The RJW transaction took almost 18 months to complete, primarily because of delays in the SRA accepting ABS applications. The proposed transaction was publicly announced in late January, subject to ABS licensing, and completion was not effective until 30 April 2012.

Advice in managing such a lengthy process is critically important, especially as the business seeking investment needs to deliver its projected financial performance in the short term despite any distractions due to the deal process. For RJW, between initial discussions and completion of the deal, the business had to deliver actual results for the last few months of its year to 31 March 2011 and then the whole of its 2011/2012 financial year. So management needed support while also focusing on keeping current trading on track through a prolonged period of scrutiny from Slater & Gordon.

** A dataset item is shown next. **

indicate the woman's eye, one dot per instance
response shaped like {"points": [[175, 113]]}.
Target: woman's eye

Internal negotiations and communication

In addition to working on external fundraising, firms also need an internal process to plan and implement how current partners' interests will be organised in an ABS structure suited to external equity investment. For existing partners, if a proposed transaction includes a mixture of money-out and equity interest to be rolled forward into a new entity, then the proportions of equity to be sold and ongoing equity interest to be retained by each individual partner will also need to be negotiated.

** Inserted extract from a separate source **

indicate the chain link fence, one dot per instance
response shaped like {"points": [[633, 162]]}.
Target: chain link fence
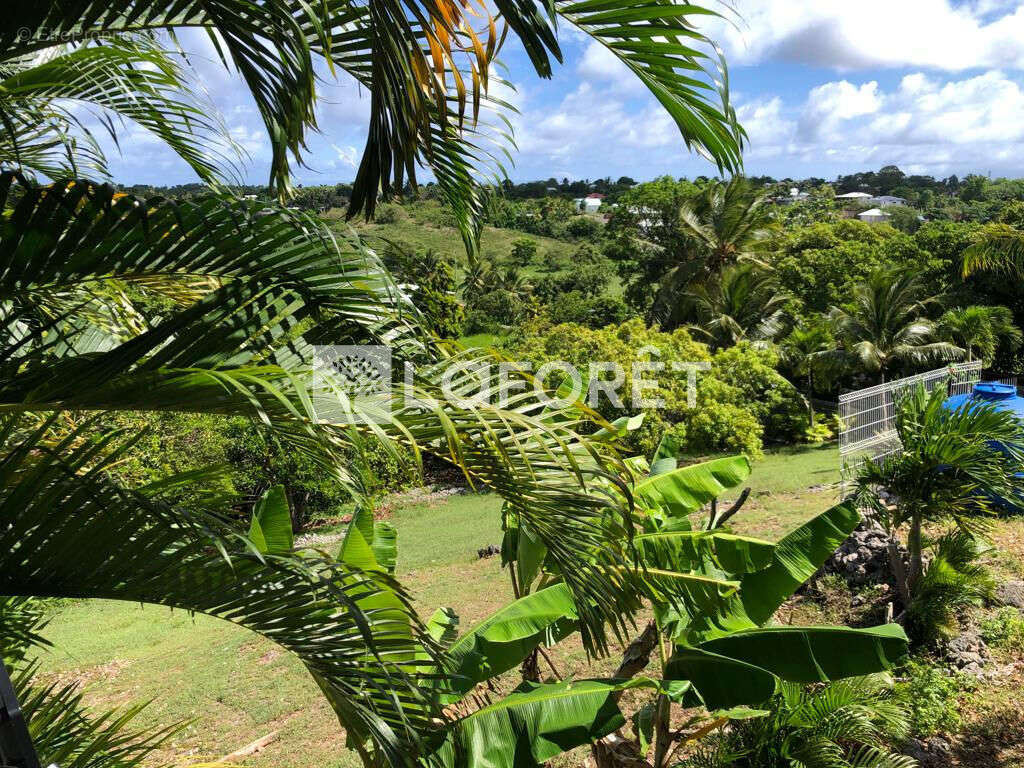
{"points": [[867, 424]]}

For the Slater & Gordon transaction, a senior management team was established at RJW that reported on deal progress to the broader equity partner group. It was important for RJW to establish and maintain unanimous and strong support for the transaction within its partner group. Smith & Williamson assisted throughout this internal communications process, reporting on negotiations and as particular issues arose.

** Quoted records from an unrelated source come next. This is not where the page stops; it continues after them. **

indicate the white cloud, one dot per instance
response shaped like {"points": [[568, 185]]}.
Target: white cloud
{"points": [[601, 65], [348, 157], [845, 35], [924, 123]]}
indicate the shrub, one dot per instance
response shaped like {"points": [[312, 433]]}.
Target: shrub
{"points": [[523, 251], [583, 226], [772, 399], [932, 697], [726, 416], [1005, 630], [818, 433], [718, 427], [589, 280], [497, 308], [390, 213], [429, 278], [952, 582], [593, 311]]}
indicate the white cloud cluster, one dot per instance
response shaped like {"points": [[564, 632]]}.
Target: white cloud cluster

Share ownership and incentives

Any capital structure designed to enable external investment to fund additional growth must also cater for a firm's personnel who are key to delivering that future growth. Slater & Gordon is committed to incentivising its legal and non-legal staff. A large part of its incentivisation strategy is the staff ownership plan, whereby staff are issued with shares based on their performance. This strategy has already been implemented in Australia.

Slater & Gordon was originally a tightly held partnership, which became a company in 2001 and then had its shares listed in 2007. A strand of its development has been to widen staff ownership of the firm. At its IPO in 2007, seven former partners were major shareholders and 32 employees were participants in its staff share ownership plan. In its last annual report, 69 employees held over 5 million shares under that plan. Because the firm has publicly quoted shares, staff can see their value every day. Staff with shares also receive dividend income. Slater & Gordon believes that this tangible opportunity for more staff to share in the equity in the firm demonstrates the firm's loyalty to its people and, in turn, encourages staff commitment.

The content of this article is intended to provide a general guide to the subject matter. Specialist advice should be sought about your specific circumstances.